Vineet Kumar Singh, Zoya Hussain, Ravi Kishan, Shree Dhar Dubey, Jimmy Sheirgill
When Anurag Kashyap decides to take the emotions and experiences of our Indian sportsmen and their misery, you can be sure that you will find a lot of action and crude dialogues that will make your friends slap your back and laugh out loud. You end up feeling miserable, giggling and still looking for the silver lining! The chaos of emotions and clarity in confusion is Kashyap’s signature style!

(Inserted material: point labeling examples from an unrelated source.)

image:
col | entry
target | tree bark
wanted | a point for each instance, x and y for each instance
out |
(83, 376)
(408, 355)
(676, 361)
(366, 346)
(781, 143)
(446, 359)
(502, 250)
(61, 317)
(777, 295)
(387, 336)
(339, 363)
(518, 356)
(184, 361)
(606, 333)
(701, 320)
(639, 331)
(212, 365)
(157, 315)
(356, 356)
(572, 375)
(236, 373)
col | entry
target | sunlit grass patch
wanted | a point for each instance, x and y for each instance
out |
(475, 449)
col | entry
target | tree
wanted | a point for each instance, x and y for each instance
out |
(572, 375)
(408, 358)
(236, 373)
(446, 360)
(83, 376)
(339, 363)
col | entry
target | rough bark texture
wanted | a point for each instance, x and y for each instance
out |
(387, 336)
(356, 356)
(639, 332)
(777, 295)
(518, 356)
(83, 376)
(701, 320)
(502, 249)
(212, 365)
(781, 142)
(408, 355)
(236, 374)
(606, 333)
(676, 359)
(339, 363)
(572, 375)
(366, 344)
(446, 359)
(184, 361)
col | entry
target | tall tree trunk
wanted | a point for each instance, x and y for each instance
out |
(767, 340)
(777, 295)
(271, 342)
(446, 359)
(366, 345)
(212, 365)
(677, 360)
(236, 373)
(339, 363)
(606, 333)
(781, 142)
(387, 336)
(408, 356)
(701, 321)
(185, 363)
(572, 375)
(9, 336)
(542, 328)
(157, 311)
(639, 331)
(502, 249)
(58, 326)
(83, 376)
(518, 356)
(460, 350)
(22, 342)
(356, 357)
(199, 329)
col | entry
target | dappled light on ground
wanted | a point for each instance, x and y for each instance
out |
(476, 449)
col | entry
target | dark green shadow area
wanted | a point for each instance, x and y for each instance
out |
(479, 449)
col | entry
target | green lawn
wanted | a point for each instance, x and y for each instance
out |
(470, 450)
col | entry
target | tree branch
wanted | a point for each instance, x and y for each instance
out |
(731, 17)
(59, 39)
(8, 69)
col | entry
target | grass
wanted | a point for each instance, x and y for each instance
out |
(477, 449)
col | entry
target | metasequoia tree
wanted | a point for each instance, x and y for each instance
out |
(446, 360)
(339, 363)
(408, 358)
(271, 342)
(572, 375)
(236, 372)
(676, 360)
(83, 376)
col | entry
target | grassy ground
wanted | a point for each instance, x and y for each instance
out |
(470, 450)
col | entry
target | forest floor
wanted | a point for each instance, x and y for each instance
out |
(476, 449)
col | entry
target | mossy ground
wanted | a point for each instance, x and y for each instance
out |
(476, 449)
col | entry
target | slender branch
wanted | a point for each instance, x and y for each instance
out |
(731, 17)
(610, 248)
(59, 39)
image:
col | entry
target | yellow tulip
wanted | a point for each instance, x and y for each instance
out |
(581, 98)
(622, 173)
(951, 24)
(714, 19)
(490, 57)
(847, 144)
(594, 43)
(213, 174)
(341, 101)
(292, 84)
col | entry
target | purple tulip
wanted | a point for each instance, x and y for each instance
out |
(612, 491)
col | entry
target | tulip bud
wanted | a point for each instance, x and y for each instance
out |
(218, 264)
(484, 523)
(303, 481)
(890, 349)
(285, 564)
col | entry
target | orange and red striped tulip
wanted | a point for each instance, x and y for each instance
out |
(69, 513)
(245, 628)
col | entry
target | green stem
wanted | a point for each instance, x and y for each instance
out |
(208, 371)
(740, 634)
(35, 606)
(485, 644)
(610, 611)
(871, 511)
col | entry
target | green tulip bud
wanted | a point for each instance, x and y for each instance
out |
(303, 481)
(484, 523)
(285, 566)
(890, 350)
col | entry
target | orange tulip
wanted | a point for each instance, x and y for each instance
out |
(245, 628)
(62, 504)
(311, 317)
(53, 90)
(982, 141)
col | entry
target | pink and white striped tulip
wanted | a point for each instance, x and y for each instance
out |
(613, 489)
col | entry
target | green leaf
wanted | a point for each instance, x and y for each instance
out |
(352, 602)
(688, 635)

A dalit, impoverished Shravan (Vineet Kumar Singh) lands up at the Bhagwandas Mishra (Jimmy Shergill)’s training centre. He wants to be boxer and his determination alone will see him through it, but he is trying his best to train and get ahead in life. But in a small town like Bareily, when you are from the lower caste, you cannot have dreams to touch the sky. Shravan spends most of his time running errands for Bhagwandas and doesn’t manage to train at all. He ends up falling for Bhagwandas’ niece - Sunaina Mishra (Zoya Hussain) but his chance at taking the relationship forward or ever being a boxer dies abruptly when Shravan ends up knocking Bhagwandas down in an altercation.
Given the fact that Mishra has the clout over the boxing fraternity in Bareily, Shravan’s only way forward was moving out of Bareily and trying his hands at the state-level boxing at Varanasi under Sanjay Kumar (Ravi Kisan) who doesn’t have the small town mentality of discriminating between caste and creed. The decision to move might have been made under duress but his dreams and his love manage to bring out the winner in him.
The film hits upon a lot of topics while dealing with the life of a sportsperson, so while we have gaurakshak’s taking live lynching videos, we also have not so subtle dialogues between the brahmins and the dalits through the film which make it known how much the interiors of india still suffer. If you see the credits of the film, you notice a good many names under the writers credit starting with Anurag Kashyap, Vineet Kumar and going onto Mukti Singh Srinet, K D Satyam, Ranjan Chandel and Prasoon Mishra – and it is evident that each of them have brought considerable amount of meat onto the table. The film is potent in every way and leaves you breathless and restless all at the same time.
There is nothing that Kashyap fears saying and Mukkabaaz surely knocks hypocrisy on the head.
The film belongs to Vineet Kumar in a way that PANCH belonged to Kay Kay. They fit together so perfectly that there cannot be ever another MUKKABAAZ. The film and Vineet as ably supported by all the actors and has some kickass music to go with the adrenaline. “Paintra” is one of the Kashyap signature style number which bumps up the tempo for the film right when we need it.
Despite the script not being too novel, the realism and the fearlessness with which the film has been treated, makes it a treat to watch.
However, it has to be said that the film was a typical Kashyap-esque venture, the treatment, the music and even the punctuations in the performances seem like a repetition of something we have seen in Anurag’s movies. This predictability could have been avoided. Waiting to see Kashyap come up with something that jolts our sense and even his.